TARIMBA is composed of Kyla Danysh, and Dolores "Lolis" Garcia:
Kyla is a Berkeley native who has been playing violin for twenty-five years. She grew up studying classical and Klezmer music, and discovered her passion for improvisation through the exploration of Son Jarocho, Son Huasteco, boleros, "gypsy jazz", and Balkan music. She has since traveled to Veracruz a number of times to study, record and perform with her mentors, and is a member of the group Cascada de Flores based in the Bay Area. Kyla is a dedicated teacher, and devotes much of her time outside of playing violin to teaching literacy and music classes throughout the East Bay.
Dolores "Lolis" García is the Co-Director of the East Bay Center's resident arts company, Son de la Tierra. Under the mentorship of Artemio Posadas, Lolis has been studying Mexican Son for over twenty years. She has mastered a number of string and percussion instruments in a variety of Son traditions including Huasteco, Jarocho, Tixtleco, and Mariachero. She has taught workshops and performed at festivals in Mexico and the U.S. Lolis teaches extensively with the East Bay Center for the Performing Arts in Richmond, and at many different schools in the East Bay.
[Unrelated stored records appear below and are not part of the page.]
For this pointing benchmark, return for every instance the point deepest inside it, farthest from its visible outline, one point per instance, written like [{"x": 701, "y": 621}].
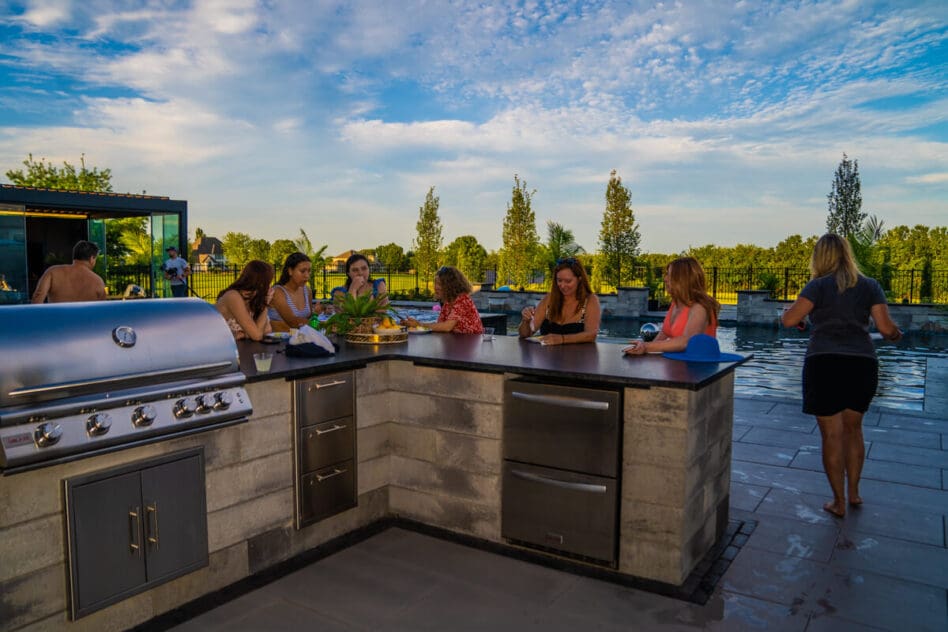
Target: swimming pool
[{"x": 775, "y": 370}]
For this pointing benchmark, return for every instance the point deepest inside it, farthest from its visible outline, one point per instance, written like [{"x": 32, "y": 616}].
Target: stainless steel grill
[{"x": 78, "y": 379}]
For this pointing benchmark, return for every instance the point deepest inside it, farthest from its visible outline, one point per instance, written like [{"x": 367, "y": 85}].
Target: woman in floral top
[{"x": 458, "y": 312}]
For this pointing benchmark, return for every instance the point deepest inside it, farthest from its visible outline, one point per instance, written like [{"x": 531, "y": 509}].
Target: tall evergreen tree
[
  {"x": 619, "y": 236},
  {"x": 520, "y": 237},
  {"x": 845, "y": 200},
  {"x": 427, "y": 244}
]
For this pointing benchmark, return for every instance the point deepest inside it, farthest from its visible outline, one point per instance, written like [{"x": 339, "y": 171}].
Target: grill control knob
[
  {"x": 205, "y": 403},
  {"x": 223, "y": 400},
  {"x": 144, "y": 416},
  {"x": 99, "y": 424},
  {"x": 183, "y": 408},
  {"x": 47, "y": 434}
]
Biocultural diversity can be defined as the inextricable link between biological diversity and cultural diversity. In no area is this this relationship exemplified than in musical traditions from around the world. This Fall, as a part of our “Year of Trees,” the UC Botanical Garden is hosting a four part series that highlights the relationship between music and plants as seen in instrument making and musical traditions throughout the world. We start the series with a feature on African Blackwood Dalbergia melanoxylon also known as Mpingo, the tree that makes oboes and clarinets. We then move into the stories of guitars from classical and folk perspectives, Indian classical instruments such as sitars and tamburas their fascinating use of woods and gourds, and we end the series understanding the conservation concerns of Pernambuco or Pau-Brasil Caesalpinia echinata and its unique use in the making of violin and cello bows. This series will bring together luthiers, scholars, botanists and musicians to take part in an important discussion around raising awareness of plants in our daily lives.